Y esa mañana llegó, como siempre, a buscar los frutos del mar.

Los cangrejitos que por miles habitan playas e islas pueden ser blancos, casi transparentes. Se desplazan con rapidez y se meten en pequeños hoyos. Es fácil dar con sus habitáculos: dejan un abanico de sutiles rayas en la arena húmeda. Y si se les acerca un pescadito de esos que las olas arrojan a la orilla, salen, espían y con increíble habilidad lo toman con sus pinzas y ¡adentro!

 Están los otros, más grandes, más coloridos, con tonos que van del ocre al habano, del ámbar al naranja.
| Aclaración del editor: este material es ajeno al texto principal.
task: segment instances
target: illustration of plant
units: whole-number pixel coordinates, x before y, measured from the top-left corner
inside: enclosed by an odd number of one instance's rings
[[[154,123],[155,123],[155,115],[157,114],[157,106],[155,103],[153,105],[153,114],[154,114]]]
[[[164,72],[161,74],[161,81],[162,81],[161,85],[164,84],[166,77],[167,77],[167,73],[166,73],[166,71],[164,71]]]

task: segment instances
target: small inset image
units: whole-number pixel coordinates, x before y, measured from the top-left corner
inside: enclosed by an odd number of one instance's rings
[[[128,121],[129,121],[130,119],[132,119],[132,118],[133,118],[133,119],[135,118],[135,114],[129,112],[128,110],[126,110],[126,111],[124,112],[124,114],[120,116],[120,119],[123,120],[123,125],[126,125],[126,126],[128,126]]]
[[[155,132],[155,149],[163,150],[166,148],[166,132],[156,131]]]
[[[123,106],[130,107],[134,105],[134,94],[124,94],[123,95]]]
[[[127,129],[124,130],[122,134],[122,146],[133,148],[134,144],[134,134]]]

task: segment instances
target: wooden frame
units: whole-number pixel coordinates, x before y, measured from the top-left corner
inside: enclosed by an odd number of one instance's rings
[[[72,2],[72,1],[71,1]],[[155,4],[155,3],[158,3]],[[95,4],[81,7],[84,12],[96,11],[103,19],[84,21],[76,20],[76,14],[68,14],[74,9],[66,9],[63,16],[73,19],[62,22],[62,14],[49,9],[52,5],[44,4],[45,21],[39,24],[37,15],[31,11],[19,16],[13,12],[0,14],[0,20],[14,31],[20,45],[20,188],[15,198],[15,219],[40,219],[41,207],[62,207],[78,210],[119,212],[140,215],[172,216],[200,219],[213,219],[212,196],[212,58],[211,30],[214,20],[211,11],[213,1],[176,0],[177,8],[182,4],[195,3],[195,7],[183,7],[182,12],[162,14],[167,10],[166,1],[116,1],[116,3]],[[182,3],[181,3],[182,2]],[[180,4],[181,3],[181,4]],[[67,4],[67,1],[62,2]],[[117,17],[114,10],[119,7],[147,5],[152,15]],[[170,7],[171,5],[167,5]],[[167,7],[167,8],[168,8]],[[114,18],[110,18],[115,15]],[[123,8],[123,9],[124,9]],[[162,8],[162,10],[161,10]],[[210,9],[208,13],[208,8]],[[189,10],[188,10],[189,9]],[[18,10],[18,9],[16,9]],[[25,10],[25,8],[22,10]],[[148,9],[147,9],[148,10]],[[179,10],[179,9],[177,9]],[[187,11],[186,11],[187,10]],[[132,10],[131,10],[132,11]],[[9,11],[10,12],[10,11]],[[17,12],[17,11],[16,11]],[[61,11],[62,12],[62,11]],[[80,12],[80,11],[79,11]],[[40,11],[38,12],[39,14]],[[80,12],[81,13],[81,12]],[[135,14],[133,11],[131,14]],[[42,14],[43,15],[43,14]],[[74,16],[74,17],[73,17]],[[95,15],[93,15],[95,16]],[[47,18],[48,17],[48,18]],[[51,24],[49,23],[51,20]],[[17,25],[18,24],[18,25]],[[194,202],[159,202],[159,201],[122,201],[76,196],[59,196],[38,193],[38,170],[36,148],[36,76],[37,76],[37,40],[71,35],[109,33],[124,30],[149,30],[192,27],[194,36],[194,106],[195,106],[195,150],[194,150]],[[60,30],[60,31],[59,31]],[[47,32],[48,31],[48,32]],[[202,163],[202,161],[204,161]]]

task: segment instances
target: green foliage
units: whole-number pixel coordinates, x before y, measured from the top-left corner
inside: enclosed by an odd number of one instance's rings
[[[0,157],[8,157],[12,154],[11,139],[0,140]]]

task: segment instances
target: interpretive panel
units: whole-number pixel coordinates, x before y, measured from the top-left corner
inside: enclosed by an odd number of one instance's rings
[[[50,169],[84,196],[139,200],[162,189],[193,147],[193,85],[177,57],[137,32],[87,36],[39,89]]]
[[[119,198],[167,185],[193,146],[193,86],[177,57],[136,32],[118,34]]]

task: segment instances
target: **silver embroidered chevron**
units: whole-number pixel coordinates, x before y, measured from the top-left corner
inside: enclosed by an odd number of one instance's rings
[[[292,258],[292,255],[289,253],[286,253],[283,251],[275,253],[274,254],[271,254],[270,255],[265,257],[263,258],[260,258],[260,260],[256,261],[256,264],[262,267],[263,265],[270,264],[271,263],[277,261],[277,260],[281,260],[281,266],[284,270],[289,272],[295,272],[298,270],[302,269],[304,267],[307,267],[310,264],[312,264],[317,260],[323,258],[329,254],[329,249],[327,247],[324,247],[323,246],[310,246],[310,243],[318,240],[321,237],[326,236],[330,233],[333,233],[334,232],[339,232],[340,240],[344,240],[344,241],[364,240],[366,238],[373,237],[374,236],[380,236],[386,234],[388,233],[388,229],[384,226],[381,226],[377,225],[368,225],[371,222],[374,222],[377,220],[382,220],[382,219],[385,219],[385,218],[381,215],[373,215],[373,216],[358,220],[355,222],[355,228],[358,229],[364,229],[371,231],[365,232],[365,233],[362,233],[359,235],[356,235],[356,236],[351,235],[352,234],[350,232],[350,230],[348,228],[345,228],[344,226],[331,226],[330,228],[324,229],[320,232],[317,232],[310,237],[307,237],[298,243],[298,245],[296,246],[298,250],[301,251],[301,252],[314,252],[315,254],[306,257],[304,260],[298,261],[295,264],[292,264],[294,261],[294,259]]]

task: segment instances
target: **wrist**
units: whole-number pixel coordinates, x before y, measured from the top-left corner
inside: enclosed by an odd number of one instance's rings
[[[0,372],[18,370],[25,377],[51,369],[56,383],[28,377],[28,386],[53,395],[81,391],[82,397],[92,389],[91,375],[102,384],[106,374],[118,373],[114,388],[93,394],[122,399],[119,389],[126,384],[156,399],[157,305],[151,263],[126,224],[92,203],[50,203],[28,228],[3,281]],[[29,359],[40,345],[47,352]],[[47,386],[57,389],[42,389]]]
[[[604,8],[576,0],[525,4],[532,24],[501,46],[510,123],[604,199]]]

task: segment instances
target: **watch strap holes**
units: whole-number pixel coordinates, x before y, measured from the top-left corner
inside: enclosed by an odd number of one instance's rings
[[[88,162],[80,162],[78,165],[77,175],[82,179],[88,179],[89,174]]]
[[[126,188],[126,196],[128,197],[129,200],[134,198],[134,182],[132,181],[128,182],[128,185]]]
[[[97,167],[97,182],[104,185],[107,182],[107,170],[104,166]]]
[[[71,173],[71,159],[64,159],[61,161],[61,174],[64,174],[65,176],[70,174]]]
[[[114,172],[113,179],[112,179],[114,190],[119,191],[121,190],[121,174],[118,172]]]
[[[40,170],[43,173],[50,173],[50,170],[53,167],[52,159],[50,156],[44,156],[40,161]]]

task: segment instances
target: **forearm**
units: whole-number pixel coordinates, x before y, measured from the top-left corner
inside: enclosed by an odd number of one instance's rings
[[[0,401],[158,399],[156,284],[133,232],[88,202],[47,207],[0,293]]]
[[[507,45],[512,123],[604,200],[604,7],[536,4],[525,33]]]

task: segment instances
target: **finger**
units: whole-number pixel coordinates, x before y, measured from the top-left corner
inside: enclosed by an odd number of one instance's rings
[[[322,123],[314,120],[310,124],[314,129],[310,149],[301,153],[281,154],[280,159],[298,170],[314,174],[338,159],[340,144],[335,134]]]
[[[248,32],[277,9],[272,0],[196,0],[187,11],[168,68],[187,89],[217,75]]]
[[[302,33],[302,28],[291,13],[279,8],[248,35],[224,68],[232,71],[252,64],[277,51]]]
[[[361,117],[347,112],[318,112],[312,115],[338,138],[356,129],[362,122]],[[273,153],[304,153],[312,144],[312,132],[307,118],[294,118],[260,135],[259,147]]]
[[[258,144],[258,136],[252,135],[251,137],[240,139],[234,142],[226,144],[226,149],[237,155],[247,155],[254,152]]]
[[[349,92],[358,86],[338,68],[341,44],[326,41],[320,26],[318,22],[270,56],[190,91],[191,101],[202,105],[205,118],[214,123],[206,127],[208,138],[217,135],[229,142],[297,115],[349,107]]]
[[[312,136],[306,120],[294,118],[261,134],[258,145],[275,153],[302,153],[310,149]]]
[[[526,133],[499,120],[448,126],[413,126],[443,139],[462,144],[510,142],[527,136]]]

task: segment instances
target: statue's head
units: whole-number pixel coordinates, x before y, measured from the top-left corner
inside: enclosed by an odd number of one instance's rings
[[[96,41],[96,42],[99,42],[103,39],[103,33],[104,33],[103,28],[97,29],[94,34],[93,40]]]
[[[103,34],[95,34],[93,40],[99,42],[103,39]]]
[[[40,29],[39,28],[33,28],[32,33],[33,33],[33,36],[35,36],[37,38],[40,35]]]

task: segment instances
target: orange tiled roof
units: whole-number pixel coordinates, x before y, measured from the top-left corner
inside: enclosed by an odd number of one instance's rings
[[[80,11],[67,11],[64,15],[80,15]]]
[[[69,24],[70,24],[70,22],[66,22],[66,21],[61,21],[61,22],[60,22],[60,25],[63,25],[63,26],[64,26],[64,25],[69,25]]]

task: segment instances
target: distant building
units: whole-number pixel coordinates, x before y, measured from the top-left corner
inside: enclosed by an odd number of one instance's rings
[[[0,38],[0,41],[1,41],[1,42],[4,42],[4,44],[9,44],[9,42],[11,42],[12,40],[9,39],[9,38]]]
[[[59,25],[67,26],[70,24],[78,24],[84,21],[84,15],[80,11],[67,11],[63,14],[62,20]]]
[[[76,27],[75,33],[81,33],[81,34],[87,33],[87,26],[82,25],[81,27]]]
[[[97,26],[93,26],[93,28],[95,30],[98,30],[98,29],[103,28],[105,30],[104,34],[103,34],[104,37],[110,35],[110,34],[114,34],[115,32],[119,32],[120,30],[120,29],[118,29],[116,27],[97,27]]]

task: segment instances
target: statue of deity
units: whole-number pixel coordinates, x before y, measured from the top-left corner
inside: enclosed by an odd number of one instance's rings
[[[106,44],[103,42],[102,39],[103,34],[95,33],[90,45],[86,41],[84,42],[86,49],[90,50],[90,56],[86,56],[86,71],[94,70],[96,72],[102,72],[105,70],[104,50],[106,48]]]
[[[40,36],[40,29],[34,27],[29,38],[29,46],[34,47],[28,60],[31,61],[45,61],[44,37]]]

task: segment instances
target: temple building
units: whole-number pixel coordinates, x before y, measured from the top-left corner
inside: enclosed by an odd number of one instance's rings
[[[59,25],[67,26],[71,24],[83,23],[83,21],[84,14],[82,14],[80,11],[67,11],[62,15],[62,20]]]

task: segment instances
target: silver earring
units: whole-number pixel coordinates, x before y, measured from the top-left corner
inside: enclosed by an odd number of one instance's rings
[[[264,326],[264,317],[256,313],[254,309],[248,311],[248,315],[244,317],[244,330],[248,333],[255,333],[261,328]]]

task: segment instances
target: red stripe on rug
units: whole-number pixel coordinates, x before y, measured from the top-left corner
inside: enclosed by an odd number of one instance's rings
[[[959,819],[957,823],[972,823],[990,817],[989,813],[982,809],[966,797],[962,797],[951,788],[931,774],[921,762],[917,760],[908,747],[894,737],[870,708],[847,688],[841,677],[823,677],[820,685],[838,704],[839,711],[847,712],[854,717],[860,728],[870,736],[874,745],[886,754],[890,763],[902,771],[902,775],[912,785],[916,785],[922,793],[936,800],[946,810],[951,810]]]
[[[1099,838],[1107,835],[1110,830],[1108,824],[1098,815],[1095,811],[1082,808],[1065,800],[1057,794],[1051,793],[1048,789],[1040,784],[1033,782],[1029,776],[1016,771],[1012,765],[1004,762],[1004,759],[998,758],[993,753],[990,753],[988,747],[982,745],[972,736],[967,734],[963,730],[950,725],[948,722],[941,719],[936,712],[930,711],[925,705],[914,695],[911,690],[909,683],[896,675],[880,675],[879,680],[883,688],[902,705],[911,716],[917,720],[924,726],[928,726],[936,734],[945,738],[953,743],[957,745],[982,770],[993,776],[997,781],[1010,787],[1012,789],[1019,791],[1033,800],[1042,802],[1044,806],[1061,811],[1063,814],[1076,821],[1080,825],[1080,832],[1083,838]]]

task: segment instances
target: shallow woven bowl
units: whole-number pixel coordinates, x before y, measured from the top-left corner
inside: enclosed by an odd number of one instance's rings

Espléndidos y de aspecto atemorizante.

 Y los hay chiquitos y negros, en las cavidades de las formaciones rocosas. Huyen ante una sombra, un ruido distinto o de la mano que se acerca. En las cavidades brillan, negros también, los puntitos de sus ojos.

 El recién nacido se asemejaba a un cangrejito negro pero que en vez de huir, se aferró al dedo de Doña Estela como los blancuzcos al pescado.

 Esquelético y esmirriado, sólo fulguraban dos bolitas en la cara arrugada.

 La sirvientita lo miró con todo el horror de recuerdos no lejanos, allá en la casucha donde su madre paría cada año.

 En vez de pescado fresco, Doña Estela ese día regresó a su casa con el niño envuelto en paños destinados a otra cosa.

Cuando su marido lo vio, dijo con algo de humor y pena: ¡parece un cangrejito!

Lo apodaron Dindinho.

Y les alegró la vida.


Maggie

Maggie fue una pequeña gata negra sin un ojo, que vivía en el vecindario de Elizabeth Bay, en Sidney, Australia.

No tenía dueños pero pertenecía a todos.

Durante casi vente años recibió y prodigó cariño y amistad.

Fue - dicen - un ícono de esperanza en el barrio.

Cuando se murió, sus restos quedaron en el lugar y una placa sobre la calle reza: “ desapareció, pero no será olvidada.”

Cuando me enteré de su historia pensé en Tony, el perrito pequinés que una Nochebuena, asustado y mordido se tendió en la vereda, en estado de shock.

Durante tres días no se movió, no comió y nadie, pese a nuestros anuncios en los medios, lo reclamó.

Lo curamos y las nenas de al lado lo rebautizaron: Tony. Fue adoptado por varios vecinos que le daban comida, lo llevaban al veterinario para que lo asearan, lo vacunaran.

Tuvo una cucha, pero prefería la libertad de callejear, ladrar, jugar con Lola –otra perrita- y correr a las motos.

Vigilaba todas las puertas y ahuyentaba a los pordioseros y pedigüeños mal entrazados.

Se murió de lesmaniasis –y de viejito- un 25 de mayo.

Pero no le pusimos ninguna placa.

Inédito, de “Viajes y Virajes”. La autora ha publicado más de 30 libros de diversos géneros.